Migliorare la situazione, in modo evidence-based!
E comunque: anche se mancano linee guida nazionali, un modello organizzativo c’è. “È quello indicato nel 2010 dall’allora ministro della salute Ferruccio Fazio, il cosiddetto decalogo Fazio, ratificato in Conferenza Stato-Regioni” precisano Vicario e Donati. “È il modello, per intenderci, che ha previsto la chiusura dei punti nascita di piccole dimensioni, la distinzione tra gravidanza fisiologica e patologica, la promozione dell’ostetrica quale figura di riferimento assistenziale per la fisiologia, l’integrazione territorio-ospedale, la formazione continua dei professionisti. Certo, questo non significa che sia stato attuato ovunque: sicuramente c’è bisogno di lavorarci di più e di implementarlo, ma è un buon punto di partenza”.
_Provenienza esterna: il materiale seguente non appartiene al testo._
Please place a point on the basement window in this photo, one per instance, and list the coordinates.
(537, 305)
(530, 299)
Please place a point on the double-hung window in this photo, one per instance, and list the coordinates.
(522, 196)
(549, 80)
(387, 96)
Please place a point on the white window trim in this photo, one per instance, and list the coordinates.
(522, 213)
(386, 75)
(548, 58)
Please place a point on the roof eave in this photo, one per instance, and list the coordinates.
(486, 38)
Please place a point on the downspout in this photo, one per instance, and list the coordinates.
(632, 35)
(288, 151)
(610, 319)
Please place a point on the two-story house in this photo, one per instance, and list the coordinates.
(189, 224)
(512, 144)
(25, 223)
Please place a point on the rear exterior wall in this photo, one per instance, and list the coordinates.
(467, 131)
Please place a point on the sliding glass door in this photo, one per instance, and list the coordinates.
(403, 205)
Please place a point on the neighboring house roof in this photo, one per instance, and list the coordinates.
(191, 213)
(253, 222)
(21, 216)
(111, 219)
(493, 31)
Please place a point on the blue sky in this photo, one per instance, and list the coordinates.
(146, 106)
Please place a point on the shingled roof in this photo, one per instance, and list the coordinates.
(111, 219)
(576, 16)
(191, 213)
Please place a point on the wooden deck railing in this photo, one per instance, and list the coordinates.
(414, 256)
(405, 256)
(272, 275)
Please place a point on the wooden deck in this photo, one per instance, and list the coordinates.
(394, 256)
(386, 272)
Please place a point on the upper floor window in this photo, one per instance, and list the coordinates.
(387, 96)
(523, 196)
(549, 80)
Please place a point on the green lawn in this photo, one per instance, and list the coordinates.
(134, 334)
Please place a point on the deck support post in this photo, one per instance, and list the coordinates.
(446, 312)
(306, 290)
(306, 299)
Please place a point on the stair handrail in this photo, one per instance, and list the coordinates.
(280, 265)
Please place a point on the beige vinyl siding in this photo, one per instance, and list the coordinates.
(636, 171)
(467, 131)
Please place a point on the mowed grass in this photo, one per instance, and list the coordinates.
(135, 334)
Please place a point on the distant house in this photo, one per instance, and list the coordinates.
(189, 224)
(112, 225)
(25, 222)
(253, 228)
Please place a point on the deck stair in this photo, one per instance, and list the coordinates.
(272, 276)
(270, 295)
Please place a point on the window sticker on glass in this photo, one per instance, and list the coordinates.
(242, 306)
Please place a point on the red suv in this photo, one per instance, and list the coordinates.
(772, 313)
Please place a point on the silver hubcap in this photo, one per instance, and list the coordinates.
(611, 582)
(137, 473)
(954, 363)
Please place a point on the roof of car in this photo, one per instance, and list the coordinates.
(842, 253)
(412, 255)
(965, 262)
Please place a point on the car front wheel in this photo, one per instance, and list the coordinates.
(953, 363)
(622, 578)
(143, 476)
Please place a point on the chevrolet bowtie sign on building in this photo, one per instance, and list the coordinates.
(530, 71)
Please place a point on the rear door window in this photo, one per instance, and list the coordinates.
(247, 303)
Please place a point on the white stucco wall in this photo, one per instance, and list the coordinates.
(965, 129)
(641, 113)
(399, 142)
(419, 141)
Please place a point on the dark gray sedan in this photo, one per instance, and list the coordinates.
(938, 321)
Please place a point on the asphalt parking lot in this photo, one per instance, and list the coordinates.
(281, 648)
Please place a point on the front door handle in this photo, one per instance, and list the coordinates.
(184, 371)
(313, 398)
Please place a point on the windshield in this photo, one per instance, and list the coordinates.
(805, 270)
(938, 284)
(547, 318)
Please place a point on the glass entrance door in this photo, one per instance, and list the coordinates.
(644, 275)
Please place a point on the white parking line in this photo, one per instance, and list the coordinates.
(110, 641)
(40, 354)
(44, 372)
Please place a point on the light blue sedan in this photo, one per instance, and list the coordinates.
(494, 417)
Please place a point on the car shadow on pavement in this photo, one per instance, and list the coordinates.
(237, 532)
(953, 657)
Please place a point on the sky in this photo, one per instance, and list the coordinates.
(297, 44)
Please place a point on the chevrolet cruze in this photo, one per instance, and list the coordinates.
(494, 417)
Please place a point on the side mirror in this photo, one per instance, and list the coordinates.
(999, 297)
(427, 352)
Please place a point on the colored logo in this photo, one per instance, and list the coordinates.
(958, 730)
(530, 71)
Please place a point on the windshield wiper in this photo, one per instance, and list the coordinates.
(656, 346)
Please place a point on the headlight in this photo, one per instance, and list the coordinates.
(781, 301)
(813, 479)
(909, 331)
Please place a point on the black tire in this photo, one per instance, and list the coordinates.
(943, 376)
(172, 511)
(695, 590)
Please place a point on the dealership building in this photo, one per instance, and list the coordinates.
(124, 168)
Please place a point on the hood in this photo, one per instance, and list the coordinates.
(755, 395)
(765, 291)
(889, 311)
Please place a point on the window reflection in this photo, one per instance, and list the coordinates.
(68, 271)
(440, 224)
Come pure sono descritti in letteratura vari interventi che si sono rivelati davvero efficaci nel ridurre il ricorso al taglio cesareo. “Di recente, il Portogallo ha adottato una politica di riorganizzazione dei punti nascita e di remunerazione differenziata dei tagli cesarei, con penalizzazione oltre una certa soglia, che si è mostrata rapidamente utile” spiega Anna Locatelli, professore associato all’Università di Milano Bicocca e direttore dell’Ostetricia e ginecologia dell’Ospedale di Carate Brianza, una struttura in cui il tasso di tagli cesarei nel 2013 è stato pari al 14%, contro il 36,3% della media nazionale “Del resto, il tasso elevato di cesarei che si riscontra nel nostro paese è un fenomeno molto complesso, non credo proprio che una soluzione semplicistica come quella proposta – che per di più tiene conto solo di una fase, per quanto importante e delicata – possa cambiare il trend”.
Insomma, la sensazione è che se da un lato ci sono ancora ampi margini per migliorare la situazione delle nascite nel nostro paese (sia sul fronte assistenziale, per quanto riguarda l’organico, la formazione, l’organizzazione, sia per esempio per quanto riguarda la cultura della libera scelta della donna, come chiesto dall’associazione Freedom for Birth), dall’altro va riconosciuto che sul fronte sicurezza molto è stato fatto: ci sono all’attivo varie esperienze cliniche significative e tanta buona ricerca scientifica. Sarebbe bello che i decisori politici prendessero ispirazione da lì, da esperienze di documentata efficacia, per avanzare le loro proposte di legge.